There were also many full size equestrian statues founded in this metal, that of George I., until 1874 in Leicester Square, was one of these, and like the last it was brought from Canons, the celebrated house of the Duke of Chandos at Edgware, dismantled about 1747. The George I. resembled Le Sieur’s statue at Charing Cross and was known as the Golden Horse, for the whole was gilt, as many of the statues seem to have been at Canons, in that garden where, according to Pope, “The trees were clipped like statues—the statues thick as trees.”
The statue of William of Orange at Dublin is another of these, and it is celebrated alike in political demonstrations and Catholic polemics. Cardinal Newman wrote of it, “The very flower and cream of Protestantism used to glory in the statue of King William on College Green, Dublin, and though I cannot make any reference in print I recollect well what a shriek they raised some years ago when the figure was unhorsed. Some profane person one night applied gunpowder and blew the king right out of his saddle, and he was found by those who took interest in him, like Dagon, on the ground.”
Yet another equestrian statue is that of Charles the Second at Edinburgh, set up by the magistrates of the city in Parliament Square, in honour of the restoration of the king.
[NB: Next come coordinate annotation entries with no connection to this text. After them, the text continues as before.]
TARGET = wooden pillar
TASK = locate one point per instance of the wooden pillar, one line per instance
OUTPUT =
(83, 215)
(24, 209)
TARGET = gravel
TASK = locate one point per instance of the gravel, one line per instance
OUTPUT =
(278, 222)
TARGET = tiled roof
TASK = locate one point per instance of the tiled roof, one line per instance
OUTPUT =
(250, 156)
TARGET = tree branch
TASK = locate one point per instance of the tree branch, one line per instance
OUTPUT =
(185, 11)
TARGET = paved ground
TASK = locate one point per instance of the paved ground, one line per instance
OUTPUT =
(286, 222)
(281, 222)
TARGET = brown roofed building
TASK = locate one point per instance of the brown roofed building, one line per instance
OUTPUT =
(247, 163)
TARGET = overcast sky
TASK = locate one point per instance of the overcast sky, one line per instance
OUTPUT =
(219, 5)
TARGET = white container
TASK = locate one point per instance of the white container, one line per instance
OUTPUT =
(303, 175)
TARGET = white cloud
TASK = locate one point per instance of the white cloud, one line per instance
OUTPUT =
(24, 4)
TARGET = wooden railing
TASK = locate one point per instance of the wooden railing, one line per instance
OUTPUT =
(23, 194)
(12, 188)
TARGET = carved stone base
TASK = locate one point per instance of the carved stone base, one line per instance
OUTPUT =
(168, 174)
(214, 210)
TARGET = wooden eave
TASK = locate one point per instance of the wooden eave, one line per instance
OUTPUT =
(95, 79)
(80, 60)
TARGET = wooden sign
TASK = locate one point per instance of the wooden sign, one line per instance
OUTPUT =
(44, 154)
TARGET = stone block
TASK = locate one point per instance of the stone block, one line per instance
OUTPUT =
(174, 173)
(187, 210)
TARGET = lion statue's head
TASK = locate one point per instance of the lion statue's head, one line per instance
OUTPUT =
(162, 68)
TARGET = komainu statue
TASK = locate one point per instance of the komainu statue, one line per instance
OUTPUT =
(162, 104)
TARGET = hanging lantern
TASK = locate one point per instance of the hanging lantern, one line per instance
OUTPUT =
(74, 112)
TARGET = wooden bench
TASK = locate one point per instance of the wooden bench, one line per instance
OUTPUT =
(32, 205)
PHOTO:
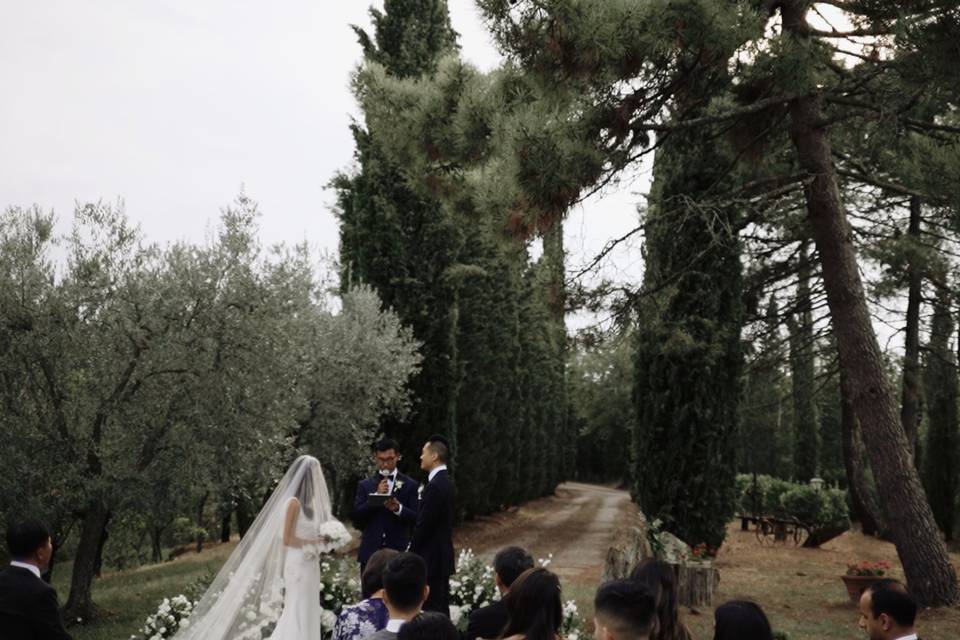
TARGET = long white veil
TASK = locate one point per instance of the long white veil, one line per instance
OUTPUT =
(246, 597)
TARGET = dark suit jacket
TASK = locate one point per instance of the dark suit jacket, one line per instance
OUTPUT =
(381, 527)
(28, 607)
(487, 622)
(433, 536)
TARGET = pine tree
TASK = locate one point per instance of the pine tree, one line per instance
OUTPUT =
(806, 455)
(942, 462)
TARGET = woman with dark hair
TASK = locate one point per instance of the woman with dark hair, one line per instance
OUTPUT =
(369, 615)
(659, 577)
(534, 606)
(741, 620)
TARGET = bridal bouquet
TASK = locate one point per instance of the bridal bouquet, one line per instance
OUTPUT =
(471, 587)
(334, 534)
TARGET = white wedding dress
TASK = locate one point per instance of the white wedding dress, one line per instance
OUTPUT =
(267, 589)
(300, 619)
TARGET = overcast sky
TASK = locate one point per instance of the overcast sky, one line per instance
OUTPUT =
(172, 105)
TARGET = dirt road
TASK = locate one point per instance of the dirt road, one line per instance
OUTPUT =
(576, 525)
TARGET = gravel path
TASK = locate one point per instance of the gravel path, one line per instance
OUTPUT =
(576, 525)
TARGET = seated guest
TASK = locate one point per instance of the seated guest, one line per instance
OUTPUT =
(28, 605)
(489, 621)
(534, 607)
(624, 610)
(370, 615)
(429, 625)
(888, 611)
(660, 579)
(741, 620)
(405, 590)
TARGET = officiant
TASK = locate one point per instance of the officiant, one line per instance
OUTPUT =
(386, 523)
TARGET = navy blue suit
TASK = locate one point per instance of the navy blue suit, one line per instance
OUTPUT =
(381, 527)
(433, 539)
(28, 607)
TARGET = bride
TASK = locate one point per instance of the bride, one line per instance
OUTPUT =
(270, 584)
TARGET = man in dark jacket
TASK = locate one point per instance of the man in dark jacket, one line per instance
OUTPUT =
(28, 605)
(433, 536)
(385, 525)
(489, 621)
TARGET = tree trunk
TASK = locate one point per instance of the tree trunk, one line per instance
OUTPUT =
(910, 399)
(80, 603)
(910, 522)
(103, 543)
(156, 534)
(200, 529)
(225, 527)
(244, 518)
(864, 506)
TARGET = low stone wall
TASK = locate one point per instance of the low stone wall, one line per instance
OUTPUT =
(696, 581)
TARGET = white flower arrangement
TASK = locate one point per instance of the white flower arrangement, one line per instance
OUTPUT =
(171, 615)
(334, 534)
(572, 627)
(472, 586)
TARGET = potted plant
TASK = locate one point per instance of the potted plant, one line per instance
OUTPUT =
(861, 575)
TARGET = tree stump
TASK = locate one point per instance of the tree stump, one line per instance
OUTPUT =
(629, 547)
(696, 583)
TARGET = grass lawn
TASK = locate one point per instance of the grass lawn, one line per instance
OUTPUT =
(128, 597)
(800, 589)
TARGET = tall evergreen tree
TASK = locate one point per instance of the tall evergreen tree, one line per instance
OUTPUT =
(766, 435)
(942, 460)
(688, 353)
(806, 453)
(405, 243)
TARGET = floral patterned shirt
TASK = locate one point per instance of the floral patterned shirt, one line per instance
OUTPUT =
(361, 620)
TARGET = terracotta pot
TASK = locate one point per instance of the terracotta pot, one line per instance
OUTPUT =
(856, 585)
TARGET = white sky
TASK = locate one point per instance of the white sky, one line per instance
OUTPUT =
(171, 105)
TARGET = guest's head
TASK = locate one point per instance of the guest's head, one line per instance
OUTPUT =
(386, 455)
(534, 606)
(371, 581)
(887, 610)
(625, 610)
(435, 452)
(661, 580)
(29, 541)
(405, 585)
(508, 564)
(741, 620)
(429, 625)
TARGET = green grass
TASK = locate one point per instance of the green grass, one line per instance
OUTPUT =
(128, 597)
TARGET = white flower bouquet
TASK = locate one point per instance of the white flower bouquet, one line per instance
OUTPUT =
(333, 534)
(472, 586)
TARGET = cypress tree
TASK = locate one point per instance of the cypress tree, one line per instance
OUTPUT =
(399, 241)
(766, 439)
(688, 353)
(942, 466)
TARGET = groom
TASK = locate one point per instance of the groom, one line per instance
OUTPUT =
(387, 526)
(433, 535)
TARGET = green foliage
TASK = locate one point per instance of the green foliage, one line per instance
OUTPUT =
(490, 321)
(765, 443)
(803, 379)
(155, 381)
(601, 383)
(819, 509)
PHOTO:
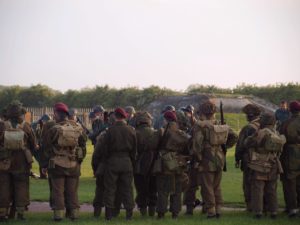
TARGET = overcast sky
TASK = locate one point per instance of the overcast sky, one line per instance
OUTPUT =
(71, 44)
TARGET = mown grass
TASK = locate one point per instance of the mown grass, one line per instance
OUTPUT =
(231, 182)
(228, 218)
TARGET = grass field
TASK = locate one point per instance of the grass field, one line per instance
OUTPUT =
(228, 218)
(231, 188)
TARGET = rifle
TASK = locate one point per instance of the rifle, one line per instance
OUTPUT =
(84, 127)
(34, 175)
(223, 146)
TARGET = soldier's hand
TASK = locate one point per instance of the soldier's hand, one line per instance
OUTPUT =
(44, 171)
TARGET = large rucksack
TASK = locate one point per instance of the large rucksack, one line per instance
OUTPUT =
(217, 134)
(14, 137)
(67, 144)
(270, 140)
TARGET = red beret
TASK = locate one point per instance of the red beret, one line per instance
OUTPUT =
(170, 116)
(121, 112)
(61, 107)
(295, 106)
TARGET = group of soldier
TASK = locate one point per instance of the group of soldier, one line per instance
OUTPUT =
(165, 158)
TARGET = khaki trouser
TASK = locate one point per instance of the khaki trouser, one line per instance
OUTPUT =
(64, 193)
(247, 187)
(146, 191)
(291, 190)
(211, 191)
(14, 187)
(264, 193)
(194, 182)
(117, 180)
(169, 186)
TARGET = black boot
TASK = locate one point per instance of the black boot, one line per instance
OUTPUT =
(143, 211)
(151, 211)
(3, 219)
(108, 213)
(174, 215)
(258, 216)
(129, 214)
(160, 215)
(116, 212)
(97, 211)
(20, 216)
(189, 210)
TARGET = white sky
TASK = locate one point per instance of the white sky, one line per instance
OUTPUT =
(71, 44)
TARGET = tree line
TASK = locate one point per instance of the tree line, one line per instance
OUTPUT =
(41, 95)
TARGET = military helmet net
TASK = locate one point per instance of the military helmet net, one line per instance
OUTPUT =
(143, 118)
(251, 109)
(15, 109)
(207, 108)
(169, 108)
(130, 109)
(267, 119)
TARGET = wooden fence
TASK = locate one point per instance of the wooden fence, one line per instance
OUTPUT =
(34, 114)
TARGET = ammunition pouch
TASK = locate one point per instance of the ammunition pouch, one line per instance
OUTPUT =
(100, 169)
(172, 162)
(65, 158)
(157, 164)
(28, 156)
(294, 157)
(261, 162)
(5, 164)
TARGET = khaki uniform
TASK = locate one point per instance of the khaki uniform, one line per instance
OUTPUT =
(15, 165)
(120, 142)
(207, 149)
(98, 164)
(63, 163)
(145, 182)
(265, 168)
(242, 154)
(169, 181)
(194, 180)
(290, 160)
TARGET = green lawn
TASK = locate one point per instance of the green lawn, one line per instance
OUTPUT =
(228, 218)
(231, 182)
(231, 188)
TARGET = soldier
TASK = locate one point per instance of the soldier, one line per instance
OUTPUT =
(194, 175)
(290, 160)
(266, 145)
(172, 148)
(37, 128)
(145, 182)
(130, 110)
(282, 114)
(120, 142)
(242, 153)
(208, 136)
(17, 141)
(64, 151)
(97, 123)
(98, 165)
(159, 122)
A writer in the Athenæum for April 13th, 1850, speaks of it as the “finest piece of statuary in Edinburgh,” and urges the suitability of lead for the purpose. “In Black’s Guide through Edinburgh it is spoken of as the best specimen of bronze statuary which Edinburgh possesses; it is, however, composed of lead. Now this leaden equestrian statue has already without sensible deterioration stood the test of 165 years’ (in 1850) exposure to the weather, and it still seems as fresh as if erected but yesterday.” Some years before this, one of the interior irons having given way, a part of the shoulder sank a little and it was taken down and repaired and sufficiently proved to be lead. Taking the figures above, it appears that the date of this work is 1685.
Mr. James Nasmyth also wrote to the Athenæum, June, 1850, “to confirm as a practical man the perfect fitness of lead” as a substitute for bronze, and to recommend the cire perdu method of casting, at that time discontinued in England; the process being to model the statue in wax on a solid core, to cast in plaster the finished wax model, and then to melt out the wax from this plaster mould, the space which it occupied being refilled with lead. Of course only one cast can be obtained in this way, whereas the old decorative statues spoken of later were cast in a piece mould and reproduced again and again.
“The addition (still quoting) of about five per cent. of antimony will give it not only greater hardness but enhance its capability to run into the most delicate details ... it is in every sense as durable as bronze when subject simply to atmospheric action.”
We shall see that an addition of block tin was made to the lead by the old figure founders. Type metal, which is so much harder than lead, is an alloy of lead and 1⁄4 to 1⁄3 of antimony, or of two parts of lead to one of tin and one of antimony.
In the courtyard of Houghton Tower, Lancashire, there is a statue of William III. brought from the dismantled Walton-le-Dale in 1834.
The statues decorating the parapets of the large “classic” country houses are at times of lead; there are five of these at Lyme in Cheshire. Over the portico of the Clarendon at Oxford there are four of these statues representing the sciences. Until recently there was a figure of King James high up in a niche at the Bodleian.
The figures of the good little boy and girl common at charity schools are also often of lead. The great Percy lion that surmounted old Northumberland House at Charing Cross (destroyed twenty years ago) is now on the river front of Syon House; it weighs about three tons, and it was placed in its original position in 1749. The lion on the bridge at Alnwick is also of lead, as the little boy found to his cost who climbed out on its tail.
There are a series of lead busts in oval panels on the front of Ham House, Petersham, Surrey, 1610 being the date of its erection.